Obviously I enjoy none of this, so out of curiosity I looked up what recent science was saying about bad dreams and how, if at all, people who suffer them can try to mitigate the issue. I found a surprising new trend: nightmares (which researchers estimate comprise nearly three quarters of all bad dreams) are no longer relegated to the realm of pointlessness like they once were. Antti Revonsuo of the Centre for Cognitive Neuroscience at the University of Turku in Finland contends they are instead an evolutionarily based staging process for threat avoidance. In other words, the mental preparation for an endlessly revolving series of terrible scenarios would be highly adaptive in a dangerous prehistoric world.

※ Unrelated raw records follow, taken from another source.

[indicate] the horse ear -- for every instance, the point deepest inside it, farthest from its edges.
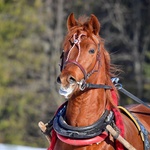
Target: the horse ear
(71, 22)
(95, 24)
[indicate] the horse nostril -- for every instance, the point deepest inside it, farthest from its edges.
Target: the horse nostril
(58, 80)
(71, 80)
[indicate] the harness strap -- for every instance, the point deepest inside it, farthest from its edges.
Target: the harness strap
(121, 89)
(142, 130)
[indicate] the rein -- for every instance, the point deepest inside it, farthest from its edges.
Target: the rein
(82, 84)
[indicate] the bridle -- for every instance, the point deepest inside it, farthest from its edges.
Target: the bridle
(82, 83)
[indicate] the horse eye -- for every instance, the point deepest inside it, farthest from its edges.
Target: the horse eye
(91, 51)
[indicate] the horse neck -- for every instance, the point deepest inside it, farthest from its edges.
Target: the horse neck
(86, 108)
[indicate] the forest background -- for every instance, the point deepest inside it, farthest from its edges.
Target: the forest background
(31, 35)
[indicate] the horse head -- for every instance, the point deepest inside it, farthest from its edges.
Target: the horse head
(84, 59)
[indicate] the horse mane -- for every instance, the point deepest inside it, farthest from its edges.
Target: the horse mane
(111, 69)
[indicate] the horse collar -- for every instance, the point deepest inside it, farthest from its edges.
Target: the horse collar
(80, 135)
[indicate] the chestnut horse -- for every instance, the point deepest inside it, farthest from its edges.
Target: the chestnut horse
(86, 66)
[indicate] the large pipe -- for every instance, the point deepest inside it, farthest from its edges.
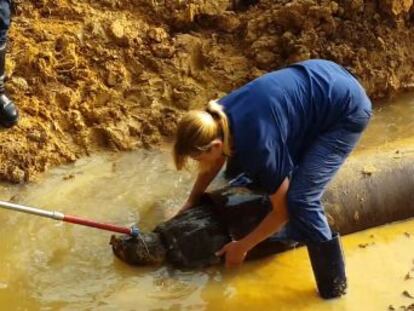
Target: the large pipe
(372, 189)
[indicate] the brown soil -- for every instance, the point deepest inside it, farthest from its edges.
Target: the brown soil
(89, 75)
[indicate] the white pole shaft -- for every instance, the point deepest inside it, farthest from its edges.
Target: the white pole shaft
(32, 210)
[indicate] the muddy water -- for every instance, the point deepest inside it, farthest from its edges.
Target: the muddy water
(48, 265)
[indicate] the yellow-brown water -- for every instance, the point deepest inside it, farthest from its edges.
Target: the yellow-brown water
(48, 265)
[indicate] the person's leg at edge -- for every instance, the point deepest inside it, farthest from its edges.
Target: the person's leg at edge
(8, 110)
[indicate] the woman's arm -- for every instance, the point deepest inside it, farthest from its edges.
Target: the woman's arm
(274, 221)
(203, 179)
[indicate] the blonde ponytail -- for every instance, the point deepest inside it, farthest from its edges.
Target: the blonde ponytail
(196, 131)
(218, 114)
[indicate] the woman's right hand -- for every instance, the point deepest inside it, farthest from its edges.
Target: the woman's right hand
(187, 205)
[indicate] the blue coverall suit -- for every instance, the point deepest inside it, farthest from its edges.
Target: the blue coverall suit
(4, 20)
(299, 122)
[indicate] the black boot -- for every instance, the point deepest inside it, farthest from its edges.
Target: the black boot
(8, 111)
(328, 267)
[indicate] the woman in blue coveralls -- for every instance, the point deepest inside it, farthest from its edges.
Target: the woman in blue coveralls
(8, 111)
(287, 132)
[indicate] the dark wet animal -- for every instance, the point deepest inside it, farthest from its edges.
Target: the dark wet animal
(190, 239)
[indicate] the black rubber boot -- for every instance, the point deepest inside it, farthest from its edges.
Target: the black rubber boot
(328, 267)
(8, 111)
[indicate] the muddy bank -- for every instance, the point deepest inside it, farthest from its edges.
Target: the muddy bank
(99, 74)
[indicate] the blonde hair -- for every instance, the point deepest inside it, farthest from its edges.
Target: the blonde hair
(197, 130)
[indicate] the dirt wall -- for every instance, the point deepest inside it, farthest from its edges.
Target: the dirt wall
(89, 75)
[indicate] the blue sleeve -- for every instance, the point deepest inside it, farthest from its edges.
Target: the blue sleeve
(273, 166)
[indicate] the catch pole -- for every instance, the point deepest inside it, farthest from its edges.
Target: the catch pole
(132, 231)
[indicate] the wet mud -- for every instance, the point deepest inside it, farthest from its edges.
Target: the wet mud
(97, 74)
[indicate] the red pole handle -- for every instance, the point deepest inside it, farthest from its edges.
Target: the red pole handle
(103, 226)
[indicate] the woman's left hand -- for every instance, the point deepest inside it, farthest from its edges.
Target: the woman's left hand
(235, 253)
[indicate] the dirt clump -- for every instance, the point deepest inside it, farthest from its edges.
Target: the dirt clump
(98, 74)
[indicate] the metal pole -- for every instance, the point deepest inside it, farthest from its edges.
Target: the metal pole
(133, 231)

But again, as I was lamenting in Things That Go Brush In The Night, this leaves humanity at the mercy of an antiquated biological system that now conveys far more unpleasantness than benefit. Luckily several new approaches have found effective footholds in the last decade, as John Cloud explains in “Nightmare Scenario,” a new article for TIME. One is the drug prazosin, effective for reducing multiple symptoms of PTSD, including trouble sleeping. Another is imagery rehearsal therapy, in which the patient consciously invents a dream he or she might like to have, writes it down, then spends time focusing on that dream daily.
Other sleep studies, like the ones piloted by Dr. Barry Krakow of the Maimonides International Nightmare Treatment Center in Albuquerque, N.M., show a remarkable correlation between breathing trouble (such as that caused by sleep apnea) and interrupted sleep. The theory he’s developed is that a wide range of sleep disorders, including ordinary insomnia, are the brain’s way of waking the body so that it can remedy the lack of airflow.
For me, this is where things clicked. I often find when I wake from scary dreams that I am lying on my back, a position that especially in pregnancy is known to limit breathing ability. Since both apnea and asthma run in my family, then, is it possible that my nightmares all these years have been nothing more than a bodily mechanism for waking me up? Or are they, perhaps, an elaborate training system for a mobile, hunter-gatherer life I no longer need to live? Or – most depressing – simply inexplicable?
Whatever the case, I hope science holds the answer. I am not looking forward to my next meeting with G’mork.